Hacker News new | ask | show | jobs
by paulddraper 911 days ago
> base36 textual contexts

Better IMO is base 32 with U (obscenity), 0/O (ambiguity), and I (ambiguity) removed.

6 comments

Removing characters for obscenity is pointless (thousands way to evade this "filter"), english-centric and honestly a weird idea.

I've always heard that the reason in another ambiguity (u/v) which makes more sense to me.

Base64/Base32/ASCII is English-centric.

Might be weird to you personally, but there's literally government agencies to prevent obscenities.

What makes the letter U obscene?
You can make the word fuck with it. That upsets children on the internet.
I doubt that upsets any children on the internet; more likely it upsets some adults on behalf of children on the internet.
If that's what you're trying to avoid, it will be a lot more effective to remove F.
Might as well go for Base27 then. Strip out all of the vowels and you can't accidentally make naughty words any more.
That's Crockford Base32, not RFC Base32

https://en.m.wikipedia.org/wiki/Base32

Crockford is a bit different, and normalizes I/1/O/0 on parsing.
Do we really expect humans to read baseX encodings directly to make it worth to have ambiguity checks?
Sometimes. Imagine if this is being used to generate something like a DOI or other catalog number for some data or physical artifact. As research scales up, the size of these identifiers also benefits from a more compact encoding.

These kinds of IDs might be printed in a research paper (perhaps in a figure caption or bibliography/reference entry). Then, someone might be reading this from a printed copy of the paper rather than a PDF with a link in it.

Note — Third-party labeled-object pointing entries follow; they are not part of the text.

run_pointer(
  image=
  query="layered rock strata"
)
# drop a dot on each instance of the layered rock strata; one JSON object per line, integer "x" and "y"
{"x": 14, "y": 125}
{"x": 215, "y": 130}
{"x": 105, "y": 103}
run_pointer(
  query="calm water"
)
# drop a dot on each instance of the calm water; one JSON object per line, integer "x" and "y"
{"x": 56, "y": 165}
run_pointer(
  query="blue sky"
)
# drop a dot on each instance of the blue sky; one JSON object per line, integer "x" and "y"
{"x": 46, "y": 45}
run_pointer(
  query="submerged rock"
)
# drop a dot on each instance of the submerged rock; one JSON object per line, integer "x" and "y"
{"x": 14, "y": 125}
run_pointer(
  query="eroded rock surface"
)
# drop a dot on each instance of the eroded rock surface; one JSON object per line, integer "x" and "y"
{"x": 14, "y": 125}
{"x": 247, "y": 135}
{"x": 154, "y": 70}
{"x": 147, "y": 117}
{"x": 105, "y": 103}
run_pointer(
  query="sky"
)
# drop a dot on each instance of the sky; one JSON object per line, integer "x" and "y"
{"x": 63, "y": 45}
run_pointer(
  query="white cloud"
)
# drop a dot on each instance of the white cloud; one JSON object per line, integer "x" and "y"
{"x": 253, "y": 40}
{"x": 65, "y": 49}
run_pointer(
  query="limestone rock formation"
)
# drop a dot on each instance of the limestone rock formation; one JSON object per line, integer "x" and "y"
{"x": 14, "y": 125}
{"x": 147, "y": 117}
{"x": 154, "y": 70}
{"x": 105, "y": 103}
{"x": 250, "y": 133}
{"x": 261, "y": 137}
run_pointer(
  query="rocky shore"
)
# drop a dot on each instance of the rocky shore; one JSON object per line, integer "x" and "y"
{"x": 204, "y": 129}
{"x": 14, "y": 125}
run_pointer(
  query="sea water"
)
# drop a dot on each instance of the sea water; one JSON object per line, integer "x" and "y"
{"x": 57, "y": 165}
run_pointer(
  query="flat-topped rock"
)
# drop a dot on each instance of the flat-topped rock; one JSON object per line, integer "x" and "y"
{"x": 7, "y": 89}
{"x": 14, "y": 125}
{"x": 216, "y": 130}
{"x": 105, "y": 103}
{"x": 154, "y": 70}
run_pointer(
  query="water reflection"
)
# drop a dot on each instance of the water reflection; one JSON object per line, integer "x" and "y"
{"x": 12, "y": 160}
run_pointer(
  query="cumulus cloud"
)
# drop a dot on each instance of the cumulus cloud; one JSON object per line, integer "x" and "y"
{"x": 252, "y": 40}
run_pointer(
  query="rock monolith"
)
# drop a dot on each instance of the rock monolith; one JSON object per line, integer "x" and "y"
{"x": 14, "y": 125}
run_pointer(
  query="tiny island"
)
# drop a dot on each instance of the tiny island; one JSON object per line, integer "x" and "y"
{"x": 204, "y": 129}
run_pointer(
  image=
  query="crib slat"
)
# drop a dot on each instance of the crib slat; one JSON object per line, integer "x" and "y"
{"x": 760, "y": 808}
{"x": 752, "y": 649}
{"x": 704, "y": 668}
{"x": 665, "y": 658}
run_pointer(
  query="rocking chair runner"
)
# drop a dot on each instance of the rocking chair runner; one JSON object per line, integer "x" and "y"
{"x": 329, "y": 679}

Or, researchers might be verbally referencing a particular item during some meeting. It might be recognizable among some peers actively working with the same artifacts, but might also need to be typed back into some search form to get back to online metadata etc.

Another place the same identifier might be is on a printed label for physical artifacts in an archive. Of course, you might also want something like a 2D barcode for scanning, but it is helpful to have something human readable.

Removing U just means your CD key begins with FCKGW
So.. crockford32 mentioned in the article?